Offiziell betonen die französischen Behörden, selbst keinen direkten Zugriff auf private Datenbanken genommen zu haben. Die Ermittlungen liefen über amerikanische Stellen, im Rahmen bestehender Abkommen. Formal korrekt, juristisch sauber. Und trotzdem bleibt ein Unbehagen. Wo verläuft die Grenze zwischen effektiver Strafverfolgung und dem Schutz persönlicher Daten? Wie viel genetische Nähe reicht, um in den Fokus zu geraten? Und wie freiwillig ist eine Zustimmung, deren Konsequenzen man nicht absehen konnte?
Der Fall erinnert unweigerlich an den „Golden State Killer“, der 2018 in den USA mithilfe derselben Methode gefasst wurde. Damals galt die Technik als Ausnahme, fast als Experiment. Heute wirkt sie wie ein Werkzeug, das sich leise in den Werkzeugkasten moderner Ermittler schiebt. Auch in Europa. Auch in Frankreich.
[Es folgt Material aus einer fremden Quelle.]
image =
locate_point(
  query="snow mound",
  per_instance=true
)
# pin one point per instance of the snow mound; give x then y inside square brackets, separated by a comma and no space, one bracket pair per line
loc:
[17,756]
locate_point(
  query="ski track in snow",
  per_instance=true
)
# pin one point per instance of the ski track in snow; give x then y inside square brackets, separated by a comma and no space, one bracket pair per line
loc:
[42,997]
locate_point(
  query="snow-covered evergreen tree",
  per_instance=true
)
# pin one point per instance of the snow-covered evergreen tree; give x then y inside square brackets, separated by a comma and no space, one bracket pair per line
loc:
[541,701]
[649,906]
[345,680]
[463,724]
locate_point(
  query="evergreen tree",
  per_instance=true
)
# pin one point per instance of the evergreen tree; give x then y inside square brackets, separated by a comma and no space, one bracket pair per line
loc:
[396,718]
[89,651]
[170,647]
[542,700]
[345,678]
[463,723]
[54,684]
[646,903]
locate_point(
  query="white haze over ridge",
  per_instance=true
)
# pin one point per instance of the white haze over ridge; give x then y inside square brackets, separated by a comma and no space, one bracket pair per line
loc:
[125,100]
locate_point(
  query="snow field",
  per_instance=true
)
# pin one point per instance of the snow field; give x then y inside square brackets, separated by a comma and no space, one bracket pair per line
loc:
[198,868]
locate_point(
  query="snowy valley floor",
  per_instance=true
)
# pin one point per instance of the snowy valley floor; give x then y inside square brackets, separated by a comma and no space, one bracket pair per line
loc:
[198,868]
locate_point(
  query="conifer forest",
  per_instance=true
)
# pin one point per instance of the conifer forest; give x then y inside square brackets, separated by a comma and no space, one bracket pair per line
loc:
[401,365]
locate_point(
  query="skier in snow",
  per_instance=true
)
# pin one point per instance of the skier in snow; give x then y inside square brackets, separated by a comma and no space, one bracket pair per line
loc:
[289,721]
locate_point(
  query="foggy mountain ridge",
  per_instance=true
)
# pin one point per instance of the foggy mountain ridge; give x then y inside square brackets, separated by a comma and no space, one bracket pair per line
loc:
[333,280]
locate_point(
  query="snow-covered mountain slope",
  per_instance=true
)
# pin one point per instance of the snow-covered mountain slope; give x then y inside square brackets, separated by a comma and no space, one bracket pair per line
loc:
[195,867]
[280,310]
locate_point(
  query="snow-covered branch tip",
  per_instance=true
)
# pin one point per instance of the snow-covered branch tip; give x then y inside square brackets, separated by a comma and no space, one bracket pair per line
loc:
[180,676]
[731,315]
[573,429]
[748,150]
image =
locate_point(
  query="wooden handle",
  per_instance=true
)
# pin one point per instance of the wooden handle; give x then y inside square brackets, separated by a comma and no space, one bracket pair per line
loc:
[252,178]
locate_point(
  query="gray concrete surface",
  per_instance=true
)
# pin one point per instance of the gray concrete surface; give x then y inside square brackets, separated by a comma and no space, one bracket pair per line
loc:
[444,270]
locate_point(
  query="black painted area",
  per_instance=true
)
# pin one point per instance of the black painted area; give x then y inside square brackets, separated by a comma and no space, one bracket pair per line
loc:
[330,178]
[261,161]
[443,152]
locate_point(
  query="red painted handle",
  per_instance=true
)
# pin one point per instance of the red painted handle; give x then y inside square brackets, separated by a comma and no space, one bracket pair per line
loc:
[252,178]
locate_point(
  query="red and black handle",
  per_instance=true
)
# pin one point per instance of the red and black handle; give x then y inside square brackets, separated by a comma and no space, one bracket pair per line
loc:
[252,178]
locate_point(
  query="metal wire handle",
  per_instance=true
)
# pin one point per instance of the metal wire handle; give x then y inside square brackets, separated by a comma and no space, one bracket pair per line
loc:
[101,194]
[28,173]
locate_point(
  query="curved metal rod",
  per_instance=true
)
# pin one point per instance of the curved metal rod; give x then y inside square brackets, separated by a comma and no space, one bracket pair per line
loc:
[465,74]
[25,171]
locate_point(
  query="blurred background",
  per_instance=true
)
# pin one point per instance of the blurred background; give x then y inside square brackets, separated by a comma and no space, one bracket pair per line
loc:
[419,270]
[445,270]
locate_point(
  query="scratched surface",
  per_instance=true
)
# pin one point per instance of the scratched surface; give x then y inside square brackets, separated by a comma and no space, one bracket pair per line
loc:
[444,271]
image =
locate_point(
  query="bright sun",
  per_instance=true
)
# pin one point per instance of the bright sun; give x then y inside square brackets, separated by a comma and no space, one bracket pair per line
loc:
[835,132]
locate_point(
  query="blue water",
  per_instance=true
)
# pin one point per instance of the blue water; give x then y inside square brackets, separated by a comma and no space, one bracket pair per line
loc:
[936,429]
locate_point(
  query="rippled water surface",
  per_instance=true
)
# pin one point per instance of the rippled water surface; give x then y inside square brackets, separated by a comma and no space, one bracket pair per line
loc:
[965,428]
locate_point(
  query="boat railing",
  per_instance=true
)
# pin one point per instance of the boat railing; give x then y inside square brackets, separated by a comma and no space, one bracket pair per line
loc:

Für das Opfer von 2015 bedeutet die Festnahme vor allem eines: späte Anerkennung des erlittenen Unrechts. Kein Happy End, kein Vergessen, aber ein Punkt am Ende eines Satzes, der zu lange offen blieb. Für die Gesellschaft markiert der Fall einen Wendepunkt. Die Wissenschaft schreitet voran, schneller als das Recht. Und die Justiz steht vor der Aufgabe, Schritt zu halten, ohne sich selbst zu überholen.
Oder, um es weniger feierlich zu sagen: Die Technik rennt bereits, das Gesetz schnürt sich noch die Schuhe.